The orifice plate creates a drop in pressure which is read on both sides of the plate. Inside the body of the DPT is a diaphragm. This diaphragm will flex if there is any difference in pressure between the upstream and downstream sides of the orifice plate. This change is sensed by the DPT and is converted to an electrical signal via differential capacitance which is then sent back to the PLC. A higher flow of fluid creates a larger pressure drop and therefore a larger differential pressure. For gas and water this value is used when calculating and monitoring flow rate. For steam this value is used when calculating quality. See Orifice Plate for more information on orifice plates.

Differential Pressure Transmitter

Exhaust Stack

The exhaust stack is connected to the outlet of the Convection Section and is where all of the exhaust gas escapes the steam generator. The exhaust gas will mostly be made up of H2O, CO2, O2, and N2 and; after leaving the convection section, will be cooled to a few hundred degrees. Most steam generators will have a temperature transmitter and an O2 sensor on the back side of the exhaust stack for monitoring and adjustments.

The temperature of the exhaust gas is directly related to the flow and temperature of the water going through the convection piping. If the convection inlet temperature is too high then less water should be allowed to travel through the feed water pre-heater. This will lower the convection water inlet temperature and more heat will be transferred to the water in the convection section due to the larger starting temperature gradient. The opposite is true if the exhaust temperature is low. A high exhaust temperature indicates poor generator efficiency because any heat leaving the exhaust stack is a loss, but a low temperature could indicate that the convection section is producing condensation on the finned tubes and damaging them.

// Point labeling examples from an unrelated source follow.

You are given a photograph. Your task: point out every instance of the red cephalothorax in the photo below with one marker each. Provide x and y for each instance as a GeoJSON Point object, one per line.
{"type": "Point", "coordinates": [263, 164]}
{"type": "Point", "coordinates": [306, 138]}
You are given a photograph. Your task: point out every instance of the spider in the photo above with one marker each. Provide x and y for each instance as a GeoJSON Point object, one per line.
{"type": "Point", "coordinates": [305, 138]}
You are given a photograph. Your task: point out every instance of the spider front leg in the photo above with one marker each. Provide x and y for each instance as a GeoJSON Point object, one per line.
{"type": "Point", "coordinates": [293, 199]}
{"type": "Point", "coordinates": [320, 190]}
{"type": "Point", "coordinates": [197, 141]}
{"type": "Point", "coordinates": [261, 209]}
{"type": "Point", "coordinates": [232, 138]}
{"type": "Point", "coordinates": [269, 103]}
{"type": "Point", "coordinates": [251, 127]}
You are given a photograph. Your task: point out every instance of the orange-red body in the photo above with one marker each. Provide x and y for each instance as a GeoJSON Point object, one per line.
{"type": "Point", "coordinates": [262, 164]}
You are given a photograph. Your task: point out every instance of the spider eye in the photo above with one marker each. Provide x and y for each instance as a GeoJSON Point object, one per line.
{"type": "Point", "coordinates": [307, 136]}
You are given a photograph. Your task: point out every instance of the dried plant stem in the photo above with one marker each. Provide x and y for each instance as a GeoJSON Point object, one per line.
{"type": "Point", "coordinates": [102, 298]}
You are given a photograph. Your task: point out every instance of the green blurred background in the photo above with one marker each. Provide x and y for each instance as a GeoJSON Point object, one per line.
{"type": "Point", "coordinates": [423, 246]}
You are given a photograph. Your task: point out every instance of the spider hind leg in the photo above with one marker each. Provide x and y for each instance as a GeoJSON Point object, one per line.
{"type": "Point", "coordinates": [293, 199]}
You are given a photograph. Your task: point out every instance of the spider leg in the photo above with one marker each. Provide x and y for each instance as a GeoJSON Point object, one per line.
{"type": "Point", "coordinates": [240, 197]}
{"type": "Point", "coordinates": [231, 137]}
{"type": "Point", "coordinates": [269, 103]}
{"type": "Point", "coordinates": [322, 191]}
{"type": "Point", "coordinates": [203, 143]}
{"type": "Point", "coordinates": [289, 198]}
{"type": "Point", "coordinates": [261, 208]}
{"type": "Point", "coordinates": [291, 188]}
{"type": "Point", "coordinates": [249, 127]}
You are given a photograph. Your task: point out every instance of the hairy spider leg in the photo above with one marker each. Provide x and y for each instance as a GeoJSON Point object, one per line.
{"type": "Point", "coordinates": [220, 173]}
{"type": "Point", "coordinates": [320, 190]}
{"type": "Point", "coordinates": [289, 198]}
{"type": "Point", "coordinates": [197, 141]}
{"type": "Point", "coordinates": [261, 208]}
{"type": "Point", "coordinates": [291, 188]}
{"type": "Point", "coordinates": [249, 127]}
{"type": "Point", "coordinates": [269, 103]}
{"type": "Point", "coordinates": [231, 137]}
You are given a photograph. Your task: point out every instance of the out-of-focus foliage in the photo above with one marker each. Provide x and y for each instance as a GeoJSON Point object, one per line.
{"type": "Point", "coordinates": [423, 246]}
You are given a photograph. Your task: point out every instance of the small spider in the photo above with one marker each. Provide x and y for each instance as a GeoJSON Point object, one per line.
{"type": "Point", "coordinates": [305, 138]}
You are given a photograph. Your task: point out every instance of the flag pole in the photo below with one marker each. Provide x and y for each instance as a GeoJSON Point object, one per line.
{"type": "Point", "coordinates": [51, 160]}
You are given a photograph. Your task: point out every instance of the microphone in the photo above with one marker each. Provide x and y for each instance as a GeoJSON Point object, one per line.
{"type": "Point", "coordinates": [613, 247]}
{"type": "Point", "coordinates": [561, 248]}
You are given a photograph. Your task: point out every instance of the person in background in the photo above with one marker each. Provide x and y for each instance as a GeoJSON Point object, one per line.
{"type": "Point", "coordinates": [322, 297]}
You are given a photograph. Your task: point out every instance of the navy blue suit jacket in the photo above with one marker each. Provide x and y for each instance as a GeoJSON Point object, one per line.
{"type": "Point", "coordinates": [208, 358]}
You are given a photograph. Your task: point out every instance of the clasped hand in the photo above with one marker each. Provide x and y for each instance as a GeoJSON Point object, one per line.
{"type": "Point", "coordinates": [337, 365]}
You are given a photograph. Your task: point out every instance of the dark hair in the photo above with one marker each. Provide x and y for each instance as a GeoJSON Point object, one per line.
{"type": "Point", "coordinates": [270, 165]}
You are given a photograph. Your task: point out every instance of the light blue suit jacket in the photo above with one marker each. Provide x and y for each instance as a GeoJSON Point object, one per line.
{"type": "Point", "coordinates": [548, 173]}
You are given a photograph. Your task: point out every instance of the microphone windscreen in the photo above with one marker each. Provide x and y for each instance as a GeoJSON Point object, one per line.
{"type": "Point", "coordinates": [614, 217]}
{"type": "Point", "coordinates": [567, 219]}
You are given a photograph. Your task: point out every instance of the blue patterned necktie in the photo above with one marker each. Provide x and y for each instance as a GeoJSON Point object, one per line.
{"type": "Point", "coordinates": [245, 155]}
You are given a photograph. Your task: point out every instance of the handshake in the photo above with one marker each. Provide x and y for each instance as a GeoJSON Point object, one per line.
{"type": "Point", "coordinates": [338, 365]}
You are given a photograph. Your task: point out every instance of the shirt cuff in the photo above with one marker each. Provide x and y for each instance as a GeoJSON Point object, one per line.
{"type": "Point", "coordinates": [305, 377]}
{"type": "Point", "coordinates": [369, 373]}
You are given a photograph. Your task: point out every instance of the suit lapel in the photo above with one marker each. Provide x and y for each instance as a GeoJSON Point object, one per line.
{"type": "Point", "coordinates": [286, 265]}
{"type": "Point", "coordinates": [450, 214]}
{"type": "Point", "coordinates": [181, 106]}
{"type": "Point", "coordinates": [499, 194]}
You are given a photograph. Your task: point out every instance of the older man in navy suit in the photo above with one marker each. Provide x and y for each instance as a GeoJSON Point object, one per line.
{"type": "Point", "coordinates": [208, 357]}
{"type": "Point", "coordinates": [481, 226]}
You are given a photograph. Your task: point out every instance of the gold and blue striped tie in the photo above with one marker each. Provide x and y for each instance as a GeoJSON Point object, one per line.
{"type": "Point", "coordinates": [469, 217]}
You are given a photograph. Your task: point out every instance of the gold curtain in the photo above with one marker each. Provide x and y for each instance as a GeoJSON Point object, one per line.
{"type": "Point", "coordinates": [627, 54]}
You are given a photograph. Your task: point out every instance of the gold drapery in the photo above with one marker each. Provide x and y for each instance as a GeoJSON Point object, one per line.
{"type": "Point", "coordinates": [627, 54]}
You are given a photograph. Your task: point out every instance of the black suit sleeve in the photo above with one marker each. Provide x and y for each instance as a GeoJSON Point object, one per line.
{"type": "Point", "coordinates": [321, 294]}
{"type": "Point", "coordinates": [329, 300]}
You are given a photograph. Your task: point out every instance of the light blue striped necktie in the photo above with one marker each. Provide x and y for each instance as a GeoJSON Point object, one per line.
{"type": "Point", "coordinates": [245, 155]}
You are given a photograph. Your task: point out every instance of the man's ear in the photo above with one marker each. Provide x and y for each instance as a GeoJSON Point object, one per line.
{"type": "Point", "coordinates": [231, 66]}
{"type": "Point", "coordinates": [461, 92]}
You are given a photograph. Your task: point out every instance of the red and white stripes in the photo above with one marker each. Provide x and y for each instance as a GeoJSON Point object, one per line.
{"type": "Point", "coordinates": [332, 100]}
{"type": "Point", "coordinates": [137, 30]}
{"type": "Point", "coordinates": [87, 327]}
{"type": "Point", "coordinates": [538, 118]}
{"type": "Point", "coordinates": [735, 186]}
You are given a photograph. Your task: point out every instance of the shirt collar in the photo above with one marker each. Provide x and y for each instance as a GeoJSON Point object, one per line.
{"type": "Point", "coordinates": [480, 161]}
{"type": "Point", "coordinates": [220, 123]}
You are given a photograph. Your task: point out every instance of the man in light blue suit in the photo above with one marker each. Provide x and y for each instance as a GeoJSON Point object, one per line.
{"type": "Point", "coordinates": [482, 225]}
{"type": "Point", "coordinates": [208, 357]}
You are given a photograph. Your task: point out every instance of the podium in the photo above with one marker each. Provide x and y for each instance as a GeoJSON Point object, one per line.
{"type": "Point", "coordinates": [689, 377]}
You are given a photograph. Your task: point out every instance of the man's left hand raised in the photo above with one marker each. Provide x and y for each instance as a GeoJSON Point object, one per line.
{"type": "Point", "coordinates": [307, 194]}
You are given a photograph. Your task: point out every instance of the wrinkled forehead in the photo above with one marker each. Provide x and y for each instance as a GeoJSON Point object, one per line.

The O2 sensor measures the oxygen concentration in the exhaust stack which will ideally be 2-4%. Lower concentrations of O2 indicate that not enough excess air is being added for combustion. Not using enough excess air limits the combustion process since there are not enough oxygen atoms to favor the production of H2O and CO2. Higher concentrations indicate that too much excess air is being used which lowers the efficiency of the generator. Since air is mostly nitrogen and nitrogen is inert during combustion, having too much excess air means that extra energy is being used to heat the nitrogen present rather than being transferred to the water in the radiant pipes. The O2 sensor combats these problems by sending a signal back to the PLC. The controller then interprets what action is needed and sends a signal to the blower VFD so it can speed up or slow down the combustion blower.